Evaluation Methodology
Each model receives identical prompts and must generate Stata code that executes successfully and produces correct numerical outputs. Evaluation is fully automated with deterministic grading.
Prompt Format
Models receive a natural language description of the task along with context about the data environment. No Stata-specific hints or syntax examples are provided in the prompt.
You are a Stata expert. Write a program called 'solve'
that takes no arguments and returns the answer in r(res).
Task: {task_description}
The data environment is already set up. Write only the
program definition.
Response Format
Models must output a Stata program definition. The generated code is extracted, executed in a fresh Stata session with pre-configured test data, and the return value is compared against expected outputs.
program define solve, rclass
quietly regress y x
return scalar res = _b[x]
end
Test Cases
Each task includes 3-5 test cases with different data configurations. A task is marked as passed if any test case produces a correct output within specified tolerances.
- Exact match for integer results
- Relative tolerance (1e-6) for floating point
- Wider tolerance for stochastic methods
Execution Environment
Code runs in Stata/SE with a 30-second timeout per test case. The environment includes common packages but models cannot install additional dependencies.
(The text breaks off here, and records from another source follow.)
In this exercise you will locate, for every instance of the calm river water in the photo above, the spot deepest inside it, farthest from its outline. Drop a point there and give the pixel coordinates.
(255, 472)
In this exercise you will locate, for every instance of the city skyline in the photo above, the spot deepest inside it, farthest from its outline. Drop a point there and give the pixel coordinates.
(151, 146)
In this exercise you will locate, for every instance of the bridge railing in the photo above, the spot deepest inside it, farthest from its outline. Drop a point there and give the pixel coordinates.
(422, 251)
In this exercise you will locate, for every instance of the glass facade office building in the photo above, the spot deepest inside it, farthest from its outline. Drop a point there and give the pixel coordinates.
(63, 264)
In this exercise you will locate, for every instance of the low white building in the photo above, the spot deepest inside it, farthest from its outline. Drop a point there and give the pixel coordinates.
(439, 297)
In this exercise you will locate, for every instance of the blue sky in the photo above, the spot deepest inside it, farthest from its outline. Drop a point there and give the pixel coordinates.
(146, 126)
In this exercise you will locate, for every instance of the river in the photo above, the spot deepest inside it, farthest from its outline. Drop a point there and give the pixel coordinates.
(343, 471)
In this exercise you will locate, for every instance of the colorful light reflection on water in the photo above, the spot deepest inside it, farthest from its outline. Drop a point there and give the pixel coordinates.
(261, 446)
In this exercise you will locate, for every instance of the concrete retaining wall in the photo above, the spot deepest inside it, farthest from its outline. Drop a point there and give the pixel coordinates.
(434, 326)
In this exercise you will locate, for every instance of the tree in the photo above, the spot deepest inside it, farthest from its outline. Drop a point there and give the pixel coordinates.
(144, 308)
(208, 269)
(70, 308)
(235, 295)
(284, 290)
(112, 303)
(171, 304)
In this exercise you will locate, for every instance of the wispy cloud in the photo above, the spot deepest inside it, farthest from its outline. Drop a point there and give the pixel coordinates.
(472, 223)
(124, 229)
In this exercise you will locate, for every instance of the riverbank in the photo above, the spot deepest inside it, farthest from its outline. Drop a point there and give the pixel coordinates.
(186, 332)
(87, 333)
Failed executions (syntax errors, runtime errors) count as failures.
Scoring
Pass rate is computed as the percentage of tasks where all test cases succeed. Category scores show performance breakdown. Models with multiple evaluation runs have results aggregated.
Limitations
The benchmark measures code generation accuracy, not reasoning explanation or interactive debugging. Tasks are self-contained; multi-turn interactions and file I/O are not tested. Results reflect model capabilities at evaluation time and may change with updates.